Kewajiban utama mereka adalah ingin segera “balik modal”. Akibatnya sudah dapat diterka. Lahirlah politisi “muha kayu” yang tidak punya kepekaan terhadap nasib rakyatnya. Mereka doyan keluar kota agar mendapat peluang SPJ. Senang mendorong percepatan infrastruktur agar cepat jadi cuan serta tidak tertarik dengan isu kemiskinan, pendidikan dan urusan anak, perempuan dan keluarga.

Politisi yang menang karena politik uang sudah hampir dipastikan semakin menggila diakhir jabatan. Ada dua pilihan, mereka menggila diakhir jabatan pertama, akibat godaan syahwat kekuasaan sebagai petahana atau ingin maju ke level yang lebih tinggi lagi atau sedang “kejar setoran” menutup cuan investor yang belum lunas. Jika anda melihat tanda-tanda seperti itu, maka jagalah marwah suara, jangan diperjual belikan karena pemilih mungkin hanya dapat amplop sekali, namun yang dibantu, mereka makin rakus malah ingin menang berkali-kali. Suami dan istri, bapak dan anak turun temurun memperebutkan kursi melalui suara rakyat yang terbeli dan hanya dicari saat berkontestasi.

Baca Juga :  Anak Hanya Aman dalam Naungan Syariat Islam

Menjaga marwah suara sama halnya menjaga Indonesia, menjaga Banua. Kemajuan jaman justru membawa kita dalam dimensi peradaban yang baru. Layaknya Plato yang menemukan konsepsi pemikiran tentang negara ideal setelah kecewa terhadap ketidakadilan, generasi muda terlahir semakin cerdas dan kritis.

Gerakan anti politik uang pun semakin digaungkan bahkan banyak yang mengekspresikan penolakan secara tegas.
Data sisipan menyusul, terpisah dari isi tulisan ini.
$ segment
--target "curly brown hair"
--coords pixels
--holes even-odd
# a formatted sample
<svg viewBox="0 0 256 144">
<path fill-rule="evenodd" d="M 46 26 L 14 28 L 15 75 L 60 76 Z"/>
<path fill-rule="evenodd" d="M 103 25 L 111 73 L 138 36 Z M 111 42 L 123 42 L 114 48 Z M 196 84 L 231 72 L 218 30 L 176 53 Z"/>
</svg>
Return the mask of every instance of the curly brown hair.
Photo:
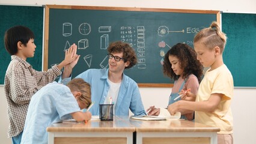
<svg viewBox="0 0 256 144">
<path fill-rule="evenodd" d="M 176 56 L 180 62 L 181 68 L 183 69 L 182 78 L 185 79 L 194 74 L 201 81 L 203 75 L 203 66 L 197 59 L 197 53 L 195 50 L 186 44 L 178 43 L 172 47 L 165 54 L 163 61 L 163 74 L 174 80 L 177 80 L 180 76 L 176 75 L 171 68 L 169 61 L 169 56 Z"/>
<path fill-rule="evenodd" d="M 123 53 L 123 58 L 124 62 L 130 62 L 130 64 L 125 68 L 130 68 L 138 62 L 134 49 L 128 43 L 117 41 L 111 43 L 108 47 L 109 53 Z"/>
</svg>

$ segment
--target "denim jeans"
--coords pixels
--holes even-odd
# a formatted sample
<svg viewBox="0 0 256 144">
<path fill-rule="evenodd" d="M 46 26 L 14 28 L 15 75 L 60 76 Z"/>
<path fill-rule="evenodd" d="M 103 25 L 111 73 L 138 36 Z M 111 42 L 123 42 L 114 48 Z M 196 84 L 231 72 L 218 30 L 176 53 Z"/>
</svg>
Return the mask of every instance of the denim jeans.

Fenomena dialog face to face seperti yang dilakukan para kandidat capres merupakan salah satu bentuk artikulasi simbol dengan pesan “aku ingin bicara” dan “aku ingin didengar”.
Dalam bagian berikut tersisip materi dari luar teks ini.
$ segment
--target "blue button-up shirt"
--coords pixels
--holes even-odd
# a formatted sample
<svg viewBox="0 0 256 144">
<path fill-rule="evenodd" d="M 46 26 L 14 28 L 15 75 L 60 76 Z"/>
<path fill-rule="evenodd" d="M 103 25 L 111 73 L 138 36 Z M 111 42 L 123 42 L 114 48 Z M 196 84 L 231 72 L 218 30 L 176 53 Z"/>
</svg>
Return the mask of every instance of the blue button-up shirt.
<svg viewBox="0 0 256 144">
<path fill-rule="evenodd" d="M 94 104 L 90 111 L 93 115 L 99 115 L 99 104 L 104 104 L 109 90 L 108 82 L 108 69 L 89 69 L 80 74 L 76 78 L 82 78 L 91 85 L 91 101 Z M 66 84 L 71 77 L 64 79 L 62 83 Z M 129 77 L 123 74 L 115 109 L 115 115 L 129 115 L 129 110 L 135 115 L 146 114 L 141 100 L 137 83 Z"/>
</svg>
Masih ada waktu beberapa hari untuk merenungkan “harga mahal” suara kita yang tak ternilai. Mari letakkan pilihan pada Pemilu 2024 dengan niat yang tulus dan lurus, gunakan hati nurani, atas dasar ridho Tuhan YME. Insyaa Allah Indonesia selamat dan sejahtera menjadi cahaya dunia. Dimulai dari titik nol… yaitu suara anda!